Parallelism is the simultaneous execution of multiple tasks. It’s like having more friends like him: you can do more things at once 😉. Parallelism is possible in a system with multiple cores or processors. In today’s world, almost every smartphone is powered by multi-core processors. In fact, I haven’t seen a single-core processor in quite a while.
So, the question arises: in this multicore world, why did Flutter decide to be single-threaded?
Every Dart code in Flutter runs in an environment called an “isolate.” Each isolate has its own single-threaded event loop, which handles all the events in the app. These events include user interactions, I/O operations, repaint requests, and more. They’re all lined up in a queue, waiting to be processed by the event loop.
Image source: Medium
A crucial aspect of this event loop is handling repaint events, which occur 60 times per second on a 60Hz display. If these events aren’t processed promptly, the app may appear choppy. Flutter excels at achieving a smooth user experience. However, challenges can arise when the application encounters long-running operations, such as file loading or image processing. If these processes are performed synchronously, they can freeze the UI and make it unresponsive.
Flutter’s solution to this problem is the implementation of asynchronous operations. This is achieved through the Async Trio: Future, async, and await. However, consider an operation that takes 20 seconds when run independently but 30 seconds in the main isolate due to other concurrent operations. Is there any optimization we can apply here?
Flutter expanded the horizon with isolates. As mentioned, all Dart code runs on the main isolate, which includes the main thread. Isolates are like independent workers, but they cannot access each other’s memory. Each isolate has its own heap, making them similar to processes, but they’re not. Isolates communicate with each other through messaging, preventing data races and other concurrency issues by avoiding direct memory manipulation.
So, you might be wondering if these isolates run on different CPU cores. While it’s not guaranteed, isolates can be scheduled to run on different cores depending on the availability of processor cores. All the isolates are run under the same process.
Why are Isolates not thread?
An isolate is a thread-like entity. Unlike threads, isolates do not share memory. As we discussed, the main isolate has its own event loop, and this is true for other isolates as well. To send and receive processed data, you need to use ports for communication.
Isolates are similar to TCP sockets in that they require a handshake mechanism for communication. This is because isolates don’t share memory and rely on ports and messages to pass data. A handshake ensures that both isolates are ready to communicate and can establish a reliable connection.

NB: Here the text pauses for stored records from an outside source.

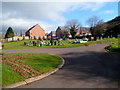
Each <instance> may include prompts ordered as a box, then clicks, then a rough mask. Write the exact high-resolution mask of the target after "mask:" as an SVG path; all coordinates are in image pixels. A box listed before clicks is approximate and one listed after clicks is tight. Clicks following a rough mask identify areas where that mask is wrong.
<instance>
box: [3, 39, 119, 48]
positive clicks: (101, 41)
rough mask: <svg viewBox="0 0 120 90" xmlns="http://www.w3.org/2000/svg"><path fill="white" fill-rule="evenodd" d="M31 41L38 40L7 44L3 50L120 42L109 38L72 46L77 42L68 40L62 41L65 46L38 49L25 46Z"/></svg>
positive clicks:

Just like the heap, isolates don’t share the same stack. So, how do isolates execute code in another isolate? Let’s examine the spawn method:
external static Future<Isolate> spawn<T>(
void entryPoint(T message),
T message,
{
bool paused: false,
bool errorsAreFatal,
SendPort onExit,
SendPort onError,
@Since("2.3") String debugName,
},
);
The isolate’s entry point function (the one passed to Isolate.spawn) is serialized and sent to the new isolate as a message. This message contains the function’s code and any necessary arguments. (Yay! 😀)
When sending a message between isolates, the message size is effectively doubled due to memory overhead. This is because isolates don’t share memory, so two copies of the message are created: one in the sending isolate and one in the receiving isolate. For example, sending a 1 GB file between isolates would require 2 GB of memory on the device. This is similar to an API call within the same device. One isolate cannot directly access the data of another isolate due to their isolation.
You may consider Isolates in Dart as tasks within the Dart VM, each executing independently.